Parallelization¶
The feature extraction as well as the feature selection offer the possibility of parallelization. Out of the box both tasks are parallelized by tsfresh. However, the overhead introduced with the parallelization should not be underestimated. Here we discuss the different settings to control the parallelization. To achieve best results for your use-case you should experiment with the parameters.
Please let us know about your results tuning the below mentioned parameters! It will help improve this document as well as the default settings.
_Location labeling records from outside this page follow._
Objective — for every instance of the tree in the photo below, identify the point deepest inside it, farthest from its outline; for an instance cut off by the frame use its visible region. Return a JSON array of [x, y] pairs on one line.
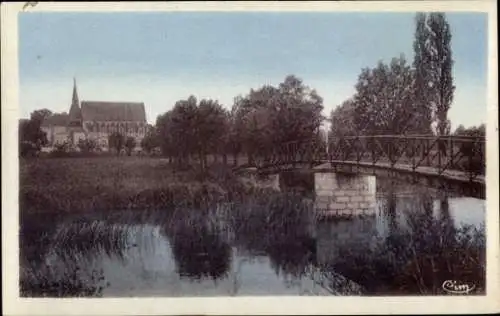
[[87, 145], [342, 119], [433, 63], [41, 115], [383, 103], [460, 130], [440, 71], [116, 141], [150, 140], [272, 116], [130, 145], [421, 63], [31, 136]]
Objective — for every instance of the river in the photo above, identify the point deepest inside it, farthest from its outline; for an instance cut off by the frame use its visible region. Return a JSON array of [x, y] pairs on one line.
[[120, 255]]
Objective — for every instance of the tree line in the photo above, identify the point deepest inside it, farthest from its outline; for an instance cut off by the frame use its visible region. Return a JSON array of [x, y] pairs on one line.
[[403, 98], [391, 98], [256, 124]]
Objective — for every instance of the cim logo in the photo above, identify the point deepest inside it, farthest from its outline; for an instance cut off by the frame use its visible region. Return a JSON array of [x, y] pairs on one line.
[[455, 287]]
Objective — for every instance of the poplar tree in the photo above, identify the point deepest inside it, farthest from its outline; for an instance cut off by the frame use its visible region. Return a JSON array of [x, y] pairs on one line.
[[441, 70], [433, 64], [421, 63]]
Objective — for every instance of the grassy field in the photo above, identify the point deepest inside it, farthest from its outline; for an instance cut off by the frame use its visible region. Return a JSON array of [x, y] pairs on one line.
[[117, 183]]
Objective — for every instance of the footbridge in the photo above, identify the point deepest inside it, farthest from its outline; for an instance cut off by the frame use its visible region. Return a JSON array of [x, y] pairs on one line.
[[454, 162]]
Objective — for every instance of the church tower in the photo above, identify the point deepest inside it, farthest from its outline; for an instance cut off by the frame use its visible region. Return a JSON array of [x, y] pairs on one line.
[[75, 114]]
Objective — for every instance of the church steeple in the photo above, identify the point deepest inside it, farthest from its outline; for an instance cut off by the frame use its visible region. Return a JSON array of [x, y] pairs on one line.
[[75, 93], [75, 117]]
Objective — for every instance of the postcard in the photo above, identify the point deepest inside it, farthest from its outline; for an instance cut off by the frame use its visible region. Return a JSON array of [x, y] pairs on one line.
[[250, 158]]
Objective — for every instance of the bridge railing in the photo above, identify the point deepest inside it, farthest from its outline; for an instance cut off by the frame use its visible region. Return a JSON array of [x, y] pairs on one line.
[[463, 154], [444, 153]]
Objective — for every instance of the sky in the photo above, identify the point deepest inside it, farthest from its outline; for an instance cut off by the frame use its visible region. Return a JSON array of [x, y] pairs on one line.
[[159, 58]]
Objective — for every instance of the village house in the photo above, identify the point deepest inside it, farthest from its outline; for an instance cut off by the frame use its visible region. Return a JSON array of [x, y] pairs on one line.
[[96, 120]]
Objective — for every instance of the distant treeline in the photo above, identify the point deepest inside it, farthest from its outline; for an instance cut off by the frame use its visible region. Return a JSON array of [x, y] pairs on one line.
[[394, 98]]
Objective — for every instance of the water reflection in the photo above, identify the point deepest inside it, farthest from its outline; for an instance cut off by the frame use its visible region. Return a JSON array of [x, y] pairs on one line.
[[200, 254]]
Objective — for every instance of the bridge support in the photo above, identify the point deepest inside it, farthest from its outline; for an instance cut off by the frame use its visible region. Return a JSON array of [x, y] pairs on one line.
[[344, 195]]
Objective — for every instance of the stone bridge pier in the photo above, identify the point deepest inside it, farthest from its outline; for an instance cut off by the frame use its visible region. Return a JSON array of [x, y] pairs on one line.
[[345, 195]]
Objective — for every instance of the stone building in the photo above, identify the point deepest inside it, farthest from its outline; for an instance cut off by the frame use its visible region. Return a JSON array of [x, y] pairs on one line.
[[97, 120]]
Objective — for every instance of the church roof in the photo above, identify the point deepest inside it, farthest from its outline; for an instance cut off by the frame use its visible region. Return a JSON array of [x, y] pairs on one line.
[[112, 111], [56, 120]]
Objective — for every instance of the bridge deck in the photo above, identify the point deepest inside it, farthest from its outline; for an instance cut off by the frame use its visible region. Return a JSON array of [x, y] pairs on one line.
[[455, 175]]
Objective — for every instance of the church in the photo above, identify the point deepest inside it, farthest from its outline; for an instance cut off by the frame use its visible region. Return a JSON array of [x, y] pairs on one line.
[[97, 120]]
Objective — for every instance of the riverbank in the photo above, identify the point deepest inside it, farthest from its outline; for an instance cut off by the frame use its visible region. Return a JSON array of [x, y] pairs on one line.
[[120, 183], [101, 208]]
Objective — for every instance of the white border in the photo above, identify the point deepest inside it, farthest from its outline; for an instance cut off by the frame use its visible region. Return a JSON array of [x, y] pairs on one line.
[[13, 305]]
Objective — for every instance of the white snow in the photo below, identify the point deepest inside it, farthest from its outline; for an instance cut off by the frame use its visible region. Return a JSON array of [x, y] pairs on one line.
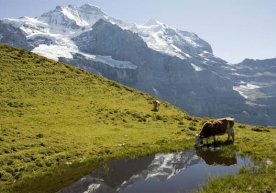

Parallelization of Feature Selection¶
We use a multiprocessing.Pool
to parallelize the calculation of the p-values for each feature. On
instantiation we set the Pool’s number of worker processes to
n_jobs. This field defaults to
the number of processors on the current system. We recommend setting it to the maximum number of available (and
otherwise idle) processors.
The chunksize of the Pool’s map function is another important parameter to consider. It can be set via the
chunksize field. By default it is up to
multiprocessing.Pool
is parallelisation parameter. One data chunk is
defined as a singular time series for one id and one kind. The chunksize is the
number of chunks that are submitted as one task to one worker process. If you
set the chunksize to 10, then it means that one worker task corresponds to
calculate all features for 10 id/kind time series combinations. If it is set it
to None, depending on distributor, heuristics are used to find the optimal
chunksize. The chunksize can have an crucial influence on the optimal cluster
performance and should be optimised in benchmarks for the problem at hand.
Parallelization of Feature Extraction¶
For the feature extraction tsfresh exposes the parameters n_jobs and chunksize. Both behave analogue to the parameters for the feature selection.
To do performance studies and profiling, it sometimes quite useful to turn off parallelization at all. This can be setting the parameter n_jobs to 0.